La deuxième stratégie mentionnée par les participantes vise également à rectifier les propos inappropriés. Dans le cas de Sophie et Amélie, qui se disent très à l'affut de ce type de situations, cette approche est d'abord préventive. En effet, l'objectif est essentiellement de prévenir les comportements ou les commentaires inadéquats envers leurs enfants et leurs familles afin qu’ils ne se reproduisent pas une seconde fois. Pour cela, le couple s'assure de rapidement corriger les auteurs de ces propos.

On dit les choses très clairement. Par exemple, il y a des fois où j'ai dit: « je n'aime pas ça, j'ai l'impression qu'il y a du favoritisme et je veux que mes enfants se sentent égaux. On décide d'avoir une famille, tout le monde est égal et il faut qu'ils se sentent aimés de la même manière, peu importe. (Sophie)

Ça nous tient vraiment beaucoup à cœur et je dirais qu’encore maintenant, je suis un peu toujours à l'affut. Puis ça ne traine pas parce qu'il n'y a pas de place pour ça et on l'établit clairement et souvent les gens font: « ah mon dieu je suis vraiment désolée je ne m'en étais pas rendu compte ». Parfait, on corrige maintenant parce que des fois c'est vraiment léger comme allusion. (Amélie)

Par la suite, ces dernières, ainsi que quelques autres mères participantes, suggèrent également une stratégie d'ouverture ainsi qu'une attitude positive afin de gérer les propos inappropriés.

Moi, j'aime mieux y aller d'emblée et expliquer notre processus, de démontrer que ça va bien.

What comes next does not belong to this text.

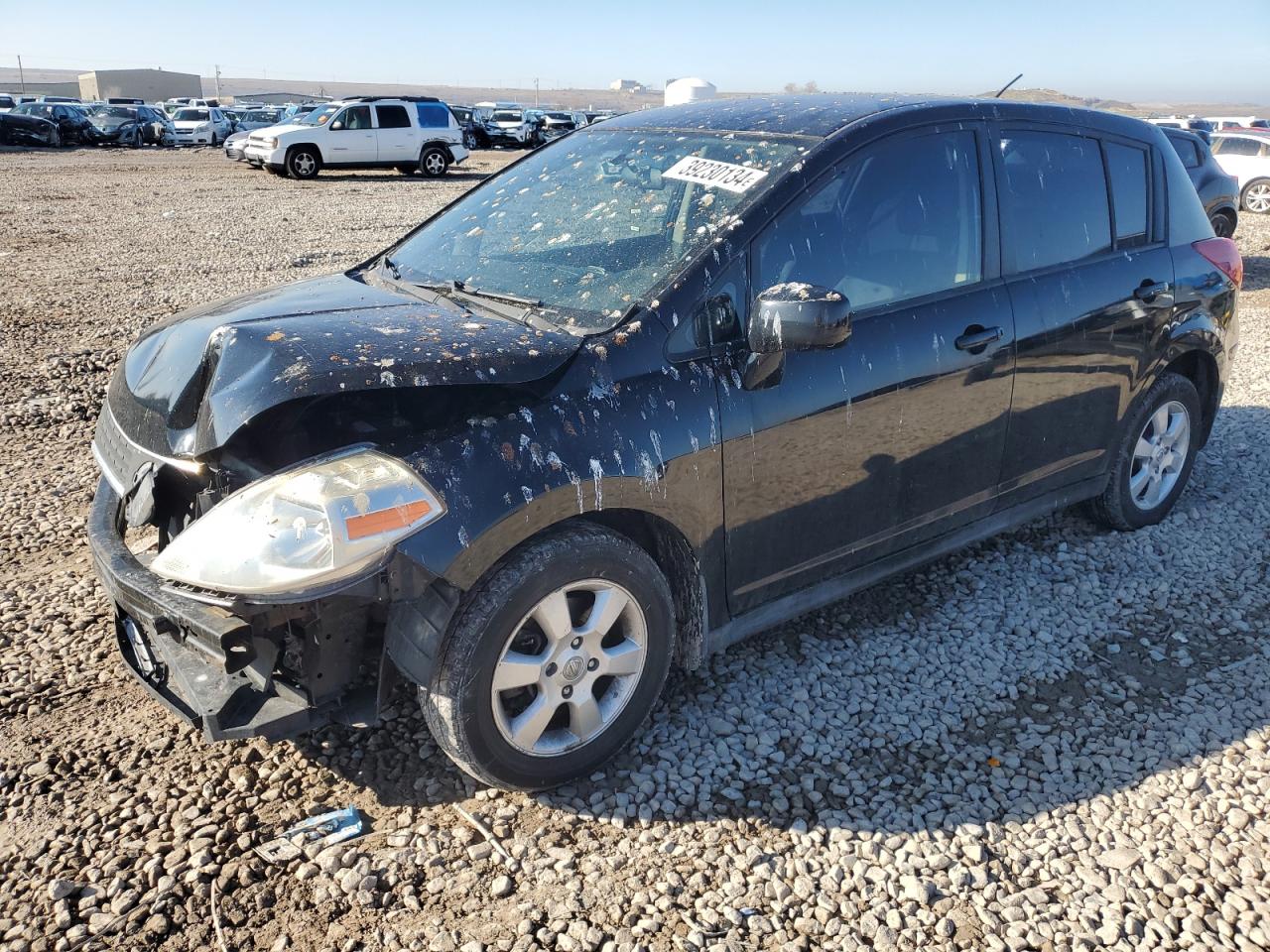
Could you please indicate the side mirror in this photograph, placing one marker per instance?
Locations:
(795, 316)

Parce que lorsque tu te poses une question, si tu n'es pas capable d'avoir la réponse, tu t'imagines des affaires et là je me dis que ce n’est pas mieux. (Sophie)

Aussi, si tu poses la question c'est que tu es ouvert. Alors, nous avons gardé cet état d'esprit de se dire qu’on n’a pas honte, qu'on est fière de nous et c'est ça que nos enfants voient, alors lorsqu'ils nous posent une question, on rigole avec eux autres juste pour dire qu'on casse la gêne. (Amélie)

C'est certain que tu n'as pas le choix de l'expliquer souvent. (Stéphanie)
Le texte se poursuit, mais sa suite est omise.